His two years with the secretary concluded with promotion to the post of assistant manager of the department which maintained liaison between the board and the increasing number of Spillers, Ltd., subsidiaries.

It is at this point that his career differs from that of many transport managers of important concerns. In 1949 the managing director invited him to include the 'company's transport in his sphere. Thus he .came into transport not from the technical side, but from the purely administrative. Today he lays no claim to special engineering knowledge, though he has acquired much during the 12 years or so he has been close to engineering problems.
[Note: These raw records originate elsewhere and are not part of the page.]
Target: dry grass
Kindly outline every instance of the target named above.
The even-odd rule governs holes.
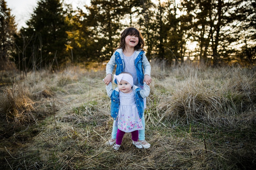
[[[119,151],[106,144],[113,120],[103,70],[30,73],[14,90],[2,88],[14,96],[5,98],[27,103],[17,110],[30,110],[36,121],[7,123],[6,113],[14,111],[1,110],[0,169],[256,168],[255,70],[152,67],[158,71],[145,112],[148,149],[134,147],[129,134]]]

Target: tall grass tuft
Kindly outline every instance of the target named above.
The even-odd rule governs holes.
[[[33,113],[33,102],[26,92],[18,85],[3,90],[0,110],[8,122],[24,124],[35,121]]]
[[[214,71],[180,68],[174,72],[181,76],[172,80],[169,77],[155,85],[158,87],[162,86],[166,91],[157,107],[162,113],[160,121],[232,126],[240,121],[243,113],[256,111],[255,94],[239,92],[241,89],[255,87],[255,82],[250,85],[255,78],[253,73],[245,74],[235,68]]]

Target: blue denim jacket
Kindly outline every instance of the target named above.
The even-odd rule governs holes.
[[[149,95],[150,88],[149,86],[144,83],[143,89],[134,85],[132,89],[135,93],[136,104],[139,112],[139,115],[141,118],[144,113],[144,102],[143,98],[146,97]],[[116,87],[113,89],[112,84],[110,82],[106,87],[108,95],[111,98],[111,116],[115,120],[118,114],[119,110],[119,89]]]
[[[143,86],[144,75],[147,75],[150,76],[151,67],[146,57],[144,51],[142,50],[135,51],[135,53],[137,56],[134,61],[134,65],[137,73],[138,82],[140,85]],[[118,49],[115,52],[114,54],[111,57],[110,60],[107,64],[106,67],[106,72],[107,75],[112,74],[112,72],[116,65],[116,69],[115,74],[118,75],[124,72],[125,67],[123,56],[123,50],[122,49]],[[117,84],[116,80],[115,81],[115,83]]]

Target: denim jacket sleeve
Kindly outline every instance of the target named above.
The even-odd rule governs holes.
[[[111,97],[111,95],[113,91],[113,88],[112,87],[112,83],[110,82],[108,85],[106,86],[106,90],[107,90],[107,93],[108,95],[110,97]]]
[[[108,74],[112,74],[114,68],[116,63],[115,61],[115,56],[114,53],[110,58],[110,60],[106,66],[106,75]]]
[[[146,57],[145,53],[143,54],[142,57],[142,66],[144,69],[144,75],[147,75],[150,76],[151,72],[151,66],[149,62],[148,61],[147,57]]]
[[[150,87],[149,86],[147,85],[146,82],[144,82],[144,87],[143,87],[143,89],[140,90],[140,93],[141,97],[143,98],[146,97],[149,95],[150,92]]]

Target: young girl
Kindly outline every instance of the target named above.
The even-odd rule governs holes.
[[[116,65],[116,75],[118,75],[123,72],[130,73],[132,75],[134,84],[141,88],[143,88],[144,82],[147,85],[150,84],[151,67],[144,51],[144,44],[143,37],[138,30],[131,27],[124,30],[121,34],[120,44],[115,49],[114,54],[107,64],[106,76],[104,79],[105,84],[108,85],[112,82],[112,73]],[[117,83],[116,80],[115,82]],[[144,108],[146,108],[146,99],[144,99]],[[141,121],[144,128],[139,130],[139,138],[143,147],[147,149],[150,144],[145,140],[144,114]],[[111,145],[116,142],[117,131],[117,127],[113,125],[111,138],[108,141]]]
[[[150,88],[146,83],[143,89],[133,85],[133,78],[128,72],[122,72],[118,76],[114,75],[117,80],[117,87],[113,90],[110,82],[106,86],[109,97],[111,97],[111,116],[114,119],[114,126],[118,127],[116,143],[113,146],[119,150],[125,132],[131,132],[132,144],[141,149],[138,141],[138,130],[144,129],[141,118],[144,114],[143,98],[149,94]]]

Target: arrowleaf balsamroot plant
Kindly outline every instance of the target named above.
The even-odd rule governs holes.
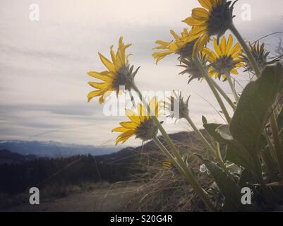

He sees it as no integral part of his work to know exactly what goes on under the bonnet of a commercial vehicle. He believes, however, that it is absolutely essential to be able to choose appropriate staff to tell him about such things—staff who are not only highly competent technically, but who can be implicitly relied upon to advise him. His task begins just there--analysing, co-ordinating, looking at the various problems inseparable from such a department from the broadest possible angle and on a company-wide scale.

At the outset his work appears to have been principally co-ordination, to work out an overall plan for the company's very various transport requirements, which ranged from bulk carriage of flour (Spillers were among the tanking pioneers) to bakery vans.

He does not see this as a job which involves a magic touch. Modestly he claims that such planning demands commonsense more than anything else. "You work out a common denominator and then use your native sense," he told me.

And the industry recognizes Sidney Lamborn's native abilities as out-of-the-ordinary. They salute his farsightedness and are glad that he is deputy president of the Traders Road Transport Association. H.C.